Although the above examples relate to shopping for a cell phone, the algorithm is also applicable to shopping for hotel rooms or entirely different applications such as searching traffic routes. As such, an on-line map may rank routes by predicting a congestion level, where the congestion score is a function of the time of day being queried. Accordingly, the quantity of items purchased, from the shopping example, corresponds to the time of day. As such, the congestion score is a query dependent scoring relationship. Destination and origin addresses may be used to find a list of the top-k least congested routes between two addresses. The congestion for a particular time of day may be estimated by rules such as “at 3:00 p.m., congestion level on Highway 280 in a ten mile radius around Palo Alto is high.” Further, the rules may even be inferred from past traffic data. Similar to the price of cell phones, the congestion level is not constant but is a function of the time of day and can be characterized by intervals.
In alternative embodiments, dedicated hardware implementations, such as application specific integrated circuits, programmable logic arrays and other hardware devices, can be constructed to implement one or more of the methods described herein. Applications that may include the apparatus and systems of various embodiments can broadly include a variety of electronic and computer systems. One or more embodiments described herein may implement functions using two or more specific interconnected hardware modules or devices with related control and data signals that can be communicated between and through the modules, or as portions of an application-specific integrated circuit. Accordingly, the present system encompasses software, firmware, and hardware implementations.
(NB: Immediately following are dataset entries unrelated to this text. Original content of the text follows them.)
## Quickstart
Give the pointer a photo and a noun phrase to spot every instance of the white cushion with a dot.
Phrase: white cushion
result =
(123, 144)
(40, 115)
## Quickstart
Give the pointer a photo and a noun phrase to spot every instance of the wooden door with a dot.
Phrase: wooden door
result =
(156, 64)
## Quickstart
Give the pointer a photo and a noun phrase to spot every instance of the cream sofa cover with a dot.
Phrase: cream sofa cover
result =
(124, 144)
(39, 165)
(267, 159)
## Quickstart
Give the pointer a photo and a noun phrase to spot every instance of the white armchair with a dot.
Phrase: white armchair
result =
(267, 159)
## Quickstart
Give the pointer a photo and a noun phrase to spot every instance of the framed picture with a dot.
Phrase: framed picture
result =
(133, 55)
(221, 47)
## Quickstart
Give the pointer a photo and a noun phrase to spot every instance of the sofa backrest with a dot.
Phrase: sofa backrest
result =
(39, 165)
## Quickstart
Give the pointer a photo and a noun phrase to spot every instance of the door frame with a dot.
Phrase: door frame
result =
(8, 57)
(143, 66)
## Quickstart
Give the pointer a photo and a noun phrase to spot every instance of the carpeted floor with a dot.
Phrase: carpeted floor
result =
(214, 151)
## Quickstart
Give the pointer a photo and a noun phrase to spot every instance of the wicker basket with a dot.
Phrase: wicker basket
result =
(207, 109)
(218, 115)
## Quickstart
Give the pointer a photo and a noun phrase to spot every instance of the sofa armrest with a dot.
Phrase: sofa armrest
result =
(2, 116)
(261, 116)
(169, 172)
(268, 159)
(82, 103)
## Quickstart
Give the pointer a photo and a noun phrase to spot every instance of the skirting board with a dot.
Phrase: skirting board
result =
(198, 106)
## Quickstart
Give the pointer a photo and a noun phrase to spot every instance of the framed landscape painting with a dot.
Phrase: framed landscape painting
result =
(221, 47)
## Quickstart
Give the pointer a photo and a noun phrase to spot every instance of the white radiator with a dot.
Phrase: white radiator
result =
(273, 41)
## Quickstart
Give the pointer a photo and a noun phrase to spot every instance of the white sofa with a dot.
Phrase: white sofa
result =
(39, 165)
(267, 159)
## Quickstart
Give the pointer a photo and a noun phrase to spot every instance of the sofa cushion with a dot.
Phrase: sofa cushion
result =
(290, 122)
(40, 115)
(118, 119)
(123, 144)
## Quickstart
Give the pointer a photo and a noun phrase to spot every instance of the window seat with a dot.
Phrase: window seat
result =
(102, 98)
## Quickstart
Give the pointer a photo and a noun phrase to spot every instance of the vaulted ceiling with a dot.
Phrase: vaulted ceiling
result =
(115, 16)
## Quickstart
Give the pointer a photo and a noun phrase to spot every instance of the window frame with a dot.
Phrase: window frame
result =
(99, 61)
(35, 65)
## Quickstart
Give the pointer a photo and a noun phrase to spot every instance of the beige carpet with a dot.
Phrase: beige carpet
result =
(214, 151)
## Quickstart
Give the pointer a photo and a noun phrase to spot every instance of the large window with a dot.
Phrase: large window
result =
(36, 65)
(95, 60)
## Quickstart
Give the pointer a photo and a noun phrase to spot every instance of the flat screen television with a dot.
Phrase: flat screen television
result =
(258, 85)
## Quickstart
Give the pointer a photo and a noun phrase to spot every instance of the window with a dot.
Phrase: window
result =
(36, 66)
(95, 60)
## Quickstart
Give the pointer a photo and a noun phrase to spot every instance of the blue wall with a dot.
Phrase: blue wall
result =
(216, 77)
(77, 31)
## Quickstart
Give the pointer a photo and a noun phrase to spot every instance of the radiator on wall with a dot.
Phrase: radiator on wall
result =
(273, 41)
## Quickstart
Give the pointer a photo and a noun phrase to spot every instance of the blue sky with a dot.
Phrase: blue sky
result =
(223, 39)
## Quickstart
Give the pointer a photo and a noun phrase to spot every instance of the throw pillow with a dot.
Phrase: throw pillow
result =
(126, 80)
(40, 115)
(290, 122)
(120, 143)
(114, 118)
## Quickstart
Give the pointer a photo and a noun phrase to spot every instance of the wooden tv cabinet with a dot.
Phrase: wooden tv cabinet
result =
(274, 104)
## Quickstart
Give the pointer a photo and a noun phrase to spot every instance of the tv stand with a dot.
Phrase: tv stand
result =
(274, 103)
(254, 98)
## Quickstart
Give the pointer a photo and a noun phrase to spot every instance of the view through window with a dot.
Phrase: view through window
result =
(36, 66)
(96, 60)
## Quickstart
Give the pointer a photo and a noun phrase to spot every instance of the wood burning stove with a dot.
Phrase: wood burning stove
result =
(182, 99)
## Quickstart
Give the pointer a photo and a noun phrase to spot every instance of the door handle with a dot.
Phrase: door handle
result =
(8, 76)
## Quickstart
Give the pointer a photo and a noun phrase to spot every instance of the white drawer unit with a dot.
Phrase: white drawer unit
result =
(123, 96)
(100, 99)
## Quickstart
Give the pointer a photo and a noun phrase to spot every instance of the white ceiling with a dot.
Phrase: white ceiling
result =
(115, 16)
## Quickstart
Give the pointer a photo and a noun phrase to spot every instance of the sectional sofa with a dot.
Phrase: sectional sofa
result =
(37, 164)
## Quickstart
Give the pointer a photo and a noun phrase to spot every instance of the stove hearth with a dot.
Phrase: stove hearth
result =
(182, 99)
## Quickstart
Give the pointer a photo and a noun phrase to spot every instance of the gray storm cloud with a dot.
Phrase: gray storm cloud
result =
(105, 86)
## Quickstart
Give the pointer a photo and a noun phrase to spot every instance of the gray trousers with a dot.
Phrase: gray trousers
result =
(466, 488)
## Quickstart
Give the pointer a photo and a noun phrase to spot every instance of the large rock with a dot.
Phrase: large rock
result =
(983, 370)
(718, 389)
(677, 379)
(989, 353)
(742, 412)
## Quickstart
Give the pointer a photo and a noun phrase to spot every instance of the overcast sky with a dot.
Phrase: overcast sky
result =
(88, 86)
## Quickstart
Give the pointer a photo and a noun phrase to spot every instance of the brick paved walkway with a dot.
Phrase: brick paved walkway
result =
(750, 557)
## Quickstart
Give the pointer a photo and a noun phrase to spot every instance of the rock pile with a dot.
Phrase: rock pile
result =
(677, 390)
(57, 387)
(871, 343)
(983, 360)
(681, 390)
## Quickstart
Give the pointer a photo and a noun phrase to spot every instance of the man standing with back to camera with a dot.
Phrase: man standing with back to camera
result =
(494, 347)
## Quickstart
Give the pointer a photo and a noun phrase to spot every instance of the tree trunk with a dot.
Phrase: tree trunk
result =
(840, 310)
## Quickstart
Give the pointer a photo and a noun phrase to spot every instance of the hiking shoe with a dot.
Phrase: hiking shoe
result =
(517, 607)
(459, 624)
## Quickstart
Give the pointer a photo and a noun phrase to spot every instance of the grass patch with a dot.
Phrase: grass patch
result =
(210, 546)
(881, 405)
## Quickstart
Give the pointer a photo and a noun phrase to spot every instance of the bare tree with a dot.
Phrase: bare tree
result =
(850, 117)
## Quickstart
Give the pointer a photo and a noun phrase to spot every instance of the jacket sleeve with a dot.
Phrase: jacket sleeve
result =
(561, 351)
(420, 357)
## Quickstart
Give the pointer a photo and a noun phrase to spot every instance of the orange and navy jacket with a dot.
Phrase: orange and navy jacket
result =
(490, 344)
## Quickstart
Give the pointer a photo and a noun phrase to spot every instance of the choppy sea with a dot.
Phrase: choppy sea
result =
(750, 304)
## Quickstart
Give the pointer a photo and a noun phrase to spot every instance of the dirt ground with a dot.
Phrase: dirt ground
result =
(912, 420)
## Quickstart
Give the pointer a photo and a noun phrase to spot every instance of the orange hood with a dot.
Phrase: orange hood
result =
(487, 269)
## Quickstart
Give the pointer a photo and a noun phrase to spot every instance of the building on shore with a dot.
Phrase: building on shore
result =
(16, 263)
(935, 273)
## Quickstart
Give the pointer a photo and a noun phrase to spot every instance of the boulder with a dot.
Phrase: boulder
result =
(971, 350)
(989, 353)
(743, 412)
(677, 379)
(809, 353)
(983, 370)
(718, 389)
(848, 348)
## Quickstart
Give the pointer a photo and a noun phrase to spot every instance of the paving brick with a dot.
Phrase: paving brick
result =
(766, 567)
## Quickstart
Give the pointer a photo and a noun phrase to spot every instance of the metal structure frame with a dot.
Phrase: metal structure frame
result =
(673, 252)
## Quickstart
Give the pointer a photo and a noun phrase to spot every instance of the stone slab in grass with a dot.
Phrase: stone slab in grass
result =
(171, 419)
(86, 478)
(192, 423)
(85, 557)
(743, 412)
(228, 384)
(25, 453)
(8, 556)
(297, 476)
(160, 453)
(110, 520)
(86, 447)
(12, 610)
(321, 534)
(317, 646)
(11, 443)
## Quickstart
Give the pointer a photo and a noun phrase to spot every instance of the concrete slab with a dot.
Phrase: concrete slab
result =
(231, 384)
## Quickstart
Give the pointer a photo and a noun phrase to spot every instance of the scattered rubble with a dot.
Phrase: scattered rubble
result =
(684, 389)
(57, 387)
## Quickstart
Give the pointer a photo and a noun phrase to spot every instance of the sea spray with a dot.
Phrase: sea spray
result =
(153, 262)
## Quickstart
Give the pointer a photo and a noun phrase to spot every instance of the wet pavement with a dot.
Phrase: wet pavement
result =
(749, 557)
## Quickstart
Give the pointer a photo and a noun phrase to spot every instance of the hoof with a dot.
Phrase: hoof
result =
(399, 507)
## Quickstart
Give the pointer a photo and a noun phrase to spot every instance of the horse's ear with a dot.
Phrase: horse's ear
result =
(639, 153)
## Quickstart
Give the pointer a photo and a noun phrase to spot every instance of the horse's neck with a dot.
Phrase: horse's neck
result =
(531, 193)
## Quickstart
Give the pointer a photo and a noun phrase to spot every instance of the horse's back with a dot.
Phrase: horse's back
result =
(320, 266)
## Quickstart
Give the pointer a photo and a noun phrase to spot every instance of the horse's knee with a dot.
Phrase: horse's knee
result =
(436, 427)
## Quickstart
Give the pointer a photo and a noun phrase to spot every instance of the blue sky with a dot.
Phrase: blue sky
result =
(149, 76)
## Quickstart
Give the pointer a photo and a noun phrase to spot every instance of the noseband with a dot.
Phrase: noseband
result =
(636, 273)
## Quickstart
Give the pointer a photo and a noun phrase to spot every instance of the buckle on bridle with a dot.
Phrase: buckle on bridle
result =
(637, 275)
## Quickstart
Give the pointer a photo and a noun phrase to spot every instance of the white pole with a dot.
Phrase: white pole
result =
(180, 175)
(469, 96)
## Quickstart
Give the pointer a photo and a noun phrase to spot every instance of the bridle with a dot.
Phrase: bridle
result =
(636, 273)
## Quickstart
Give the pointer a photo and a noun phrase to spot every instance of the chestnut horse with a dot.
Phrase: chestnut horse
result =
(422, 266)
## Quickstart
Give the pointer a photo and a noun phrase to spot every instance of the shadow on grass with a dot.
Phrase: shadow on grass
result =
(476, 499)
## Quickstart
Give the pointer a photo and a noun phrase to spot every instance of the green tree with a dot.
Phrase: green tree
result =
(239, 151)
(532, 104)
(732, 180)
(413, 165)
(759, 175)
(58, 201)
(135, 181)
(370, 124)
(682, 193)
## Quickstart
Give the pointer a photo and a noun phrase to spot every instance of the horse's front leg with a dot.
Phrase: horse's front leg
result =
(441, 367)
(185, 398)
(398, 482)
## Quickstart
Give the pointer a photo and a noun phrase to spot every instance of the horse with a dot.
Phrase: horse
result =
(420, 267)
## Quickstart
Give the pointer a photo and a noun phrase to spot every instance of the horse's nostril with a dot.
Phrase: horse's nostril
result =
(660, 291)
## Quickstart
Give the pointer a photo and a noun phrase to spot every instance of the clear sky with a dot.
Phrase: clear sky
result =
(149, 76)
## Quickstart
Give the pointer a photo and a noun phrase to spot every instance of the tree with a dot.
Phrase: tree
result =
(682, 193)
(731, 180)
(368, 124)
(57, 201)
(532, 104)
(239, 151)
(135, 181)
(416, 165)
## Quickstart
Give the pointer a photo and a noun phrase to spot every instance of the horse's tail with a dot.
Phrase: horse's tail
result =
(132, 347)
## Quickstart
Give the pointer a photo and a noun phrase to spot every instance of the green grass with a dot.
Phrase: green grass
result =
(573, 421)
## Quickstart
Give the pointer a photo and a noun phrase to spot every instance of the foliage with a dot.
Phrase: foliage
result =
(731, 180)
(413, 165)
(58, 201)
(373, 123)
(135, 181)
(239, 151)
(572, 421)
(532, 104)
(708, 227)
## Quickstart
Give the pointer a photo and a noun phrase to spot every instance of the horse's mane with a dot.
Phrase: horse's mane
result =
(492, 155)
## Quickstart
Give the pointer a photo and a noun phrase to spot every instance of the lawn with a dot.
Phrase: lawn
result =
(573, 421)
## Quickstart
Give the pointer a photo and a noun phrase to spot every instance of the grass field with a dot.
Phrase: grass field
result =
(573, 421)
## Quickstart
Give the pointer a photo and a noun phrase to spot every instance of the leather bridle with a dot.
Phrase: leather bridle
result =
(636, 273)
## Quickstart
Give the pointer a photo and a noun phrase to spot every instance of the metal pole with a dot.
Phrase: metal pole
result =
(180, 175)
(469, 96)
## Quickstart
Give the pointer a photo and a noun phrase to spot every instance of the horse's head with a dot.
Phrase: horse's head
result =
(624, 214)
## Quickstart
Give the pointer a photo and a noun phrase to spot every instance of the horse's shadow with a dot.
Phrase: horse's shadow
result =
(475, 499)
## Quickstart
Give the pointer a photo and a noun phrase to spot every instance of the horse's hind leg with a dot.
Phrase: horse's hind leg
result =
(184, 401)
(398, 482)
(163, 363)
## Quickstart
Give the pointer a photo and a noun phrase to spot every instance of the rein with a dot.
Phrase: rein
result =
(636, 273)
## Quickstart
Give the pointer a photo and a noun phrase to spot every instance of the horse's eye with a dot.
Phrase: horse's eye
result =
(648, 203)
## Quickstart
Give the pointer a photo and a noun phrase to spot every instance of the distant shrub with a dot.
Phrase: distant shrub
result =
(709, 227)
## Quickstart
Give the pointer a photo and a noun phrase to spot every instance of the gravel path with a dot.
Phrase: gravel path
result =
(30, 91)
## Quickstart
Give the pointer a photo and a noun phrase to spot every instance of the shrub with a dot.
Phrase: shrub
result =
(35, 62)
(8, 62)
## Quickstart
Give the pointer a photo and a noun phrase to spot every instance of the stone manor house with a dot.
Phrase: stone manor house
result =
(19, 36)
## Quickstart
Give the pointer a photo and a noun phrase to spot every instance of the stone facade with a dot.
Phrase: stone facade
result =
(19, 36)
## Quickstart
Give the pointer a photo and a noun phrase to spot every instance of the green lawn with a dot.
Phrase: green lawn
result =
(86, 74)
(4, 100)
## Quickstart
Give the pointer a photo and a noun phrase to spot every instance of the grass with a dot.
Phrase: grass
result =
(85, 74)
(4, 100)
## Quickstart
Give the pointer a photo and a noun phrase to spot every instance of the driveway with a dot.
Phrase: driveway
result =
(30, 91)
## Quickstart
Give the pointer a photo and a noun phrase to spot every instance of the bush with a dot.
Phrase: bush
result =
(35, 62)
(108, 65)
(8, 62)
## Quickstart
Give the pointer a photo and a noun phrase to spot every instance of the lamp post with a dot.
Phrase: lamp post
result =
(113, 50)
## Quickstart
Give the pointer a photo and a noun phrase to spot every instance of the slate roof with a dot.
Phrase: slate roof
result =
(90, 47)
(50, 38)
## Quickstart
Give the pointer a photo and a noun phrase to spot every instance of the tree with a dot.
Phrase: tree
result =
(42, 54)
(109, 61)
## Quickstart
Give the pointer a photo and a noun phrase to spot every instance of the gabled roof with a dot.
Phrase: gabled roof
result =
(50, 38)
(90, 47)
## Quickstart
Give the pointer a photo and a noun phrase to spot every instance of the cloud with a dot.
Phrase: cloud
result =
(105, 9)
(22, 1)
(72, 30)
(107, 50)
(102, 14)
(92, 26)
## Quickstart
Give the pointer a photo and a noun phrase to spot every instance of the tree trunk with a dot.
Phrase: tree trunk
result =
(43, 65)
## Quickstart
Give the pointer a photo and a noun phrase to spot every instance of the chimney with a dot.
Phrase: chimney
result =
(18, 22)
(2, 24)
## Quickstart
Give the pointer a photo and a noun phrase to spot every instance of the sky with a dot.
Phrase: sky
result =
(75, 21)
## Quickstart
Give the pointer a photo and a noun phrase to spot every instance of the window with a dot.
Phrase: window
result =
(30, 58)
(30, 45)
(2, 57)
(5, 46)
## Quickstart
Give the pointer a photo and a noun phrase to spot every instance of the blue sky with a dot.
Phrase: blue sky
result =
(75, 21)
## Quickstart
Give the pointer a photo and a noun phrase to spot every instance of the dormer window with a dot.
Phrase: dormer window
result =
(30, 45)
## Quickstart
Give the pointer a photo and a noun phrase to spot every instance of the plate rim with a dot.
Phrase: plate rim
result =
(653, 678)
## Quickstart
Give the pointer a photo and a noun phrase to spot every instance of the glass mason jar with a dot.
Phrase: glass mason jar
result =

In accordance with various embodiments of the present disclosure, the methods described herein may be implemented by software programs executable by a computer system. Further, in an exemplary, non-limited embodiment, implementations can include distributed processing, component/object distributed processing, and parallel processing. Alternatively, virtual computer system processing can be constructed to implement one or more of the methods or functionality as described herein.
Further the methods described herein may be embodied in a computer-readable medium. The term “computer-readable medium” includes a single medium or multiple media, such as a centralized or distributed database, and/or associated caches and servers that store one or more sets of instructions. The term “computer-readable medium” shall also include any medium that is capable of storing, encoding or carrying a set of instructions for execution by a processor or that cause a computer system to perform any one or more of the methods or operations disclosed herein.
As a person skilled in the art will readily appreciate, the above description is meant as an illustration of the principles of this invention. This description is not intended to limit the scope or application of this invention in that the invention is susceptible to modification, variation and change, without departing from spirit of this invention, as defined in the following claims.